Reaping the Sour Rewards

The school year ended nearly as chaotically as it had begun. With constant confusion about which principal made which decisions, multiple small power struggles broke out among staff members, and our previously functional team was reduced to rubble in a matter of days. Frustration among parents remained at a low simmer, with one mother collecting information for a possible district inquiry and other parents evaluating their options for the following year.

The numbers were telling. The previous August, five full-time staff members had been hired: one principal, three teachers, and an office manager. By July, only one of these original five was still working at the school. Of the three part-time staff members, only two remained. Several positions actually turned over twice during the school year.

What is the impact of such an unstable school, run by outsiders, in a community where the need for solid supports and consistency runs deep? One wonders how children can get what they need out of a school environment that chews up and spits out adults.

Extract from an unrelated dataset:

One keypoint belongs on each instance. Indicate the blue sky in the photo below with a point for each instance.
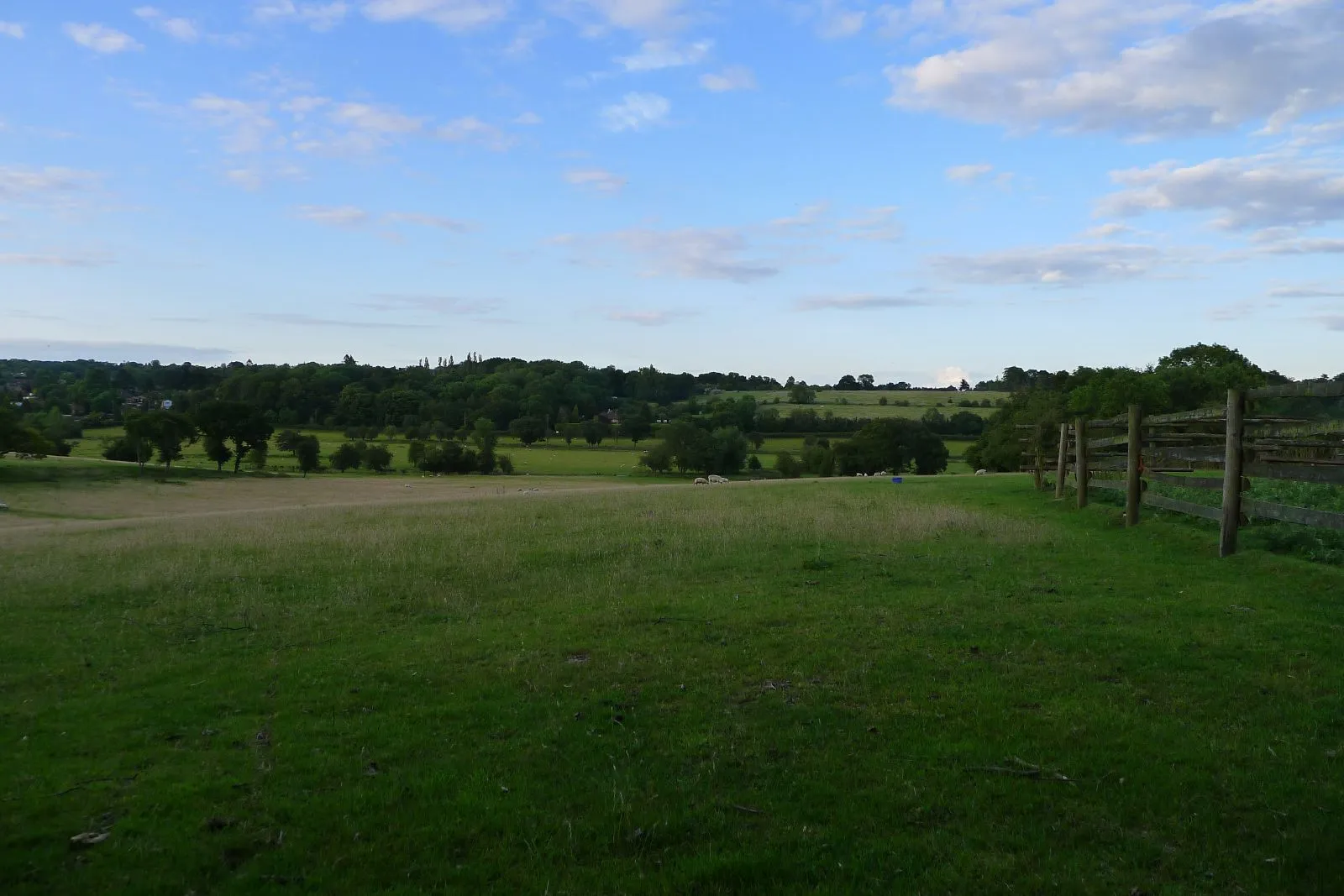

There is a lot that can be said about the problems inherent in the charter school model. We ran up against many of those problems in that first year: overworked teachers, inadequate services for students with special needs, confusing financial practices, questionable hiring and firing procedures, and corporate-style practices like merit pay, bonuses, and at-will contracts. What stays with me is the realization that our students were not receiving the education they deserved in the stable environment they needed to flourish. Every minute we spent whispering behind closed doors, afraid for our jobs, angry at our work conditions, was time and energy taken away from teaching. It makes me wonder why, as a nation, we think that starting over again and again will solve our educational problems—especially when new charter schools can be such unstable places, and when we all know that both teachers and schools take years to grow into their full potential.

The big lesson here is applicable not only to charter schools, but to any school where the people who end up calling the shots are not those on the ground working with and caring for the children. No school should be the project of one person or one small group of people, whether those people are politicians, philanthropists, board members, or high-level administrators sitting in far-off offices. Schools must be built by people who know and love the students and who understand the messy, day-to-day realities that are so hard to grasp from a comfortable desk chair in a distant room. Schools must be built from the ground up, by teachers, parents, administrators, and students. No school is “functional” without that fundamental partnership.  

Grace Gonzales is a bilingual educator in San Francisco.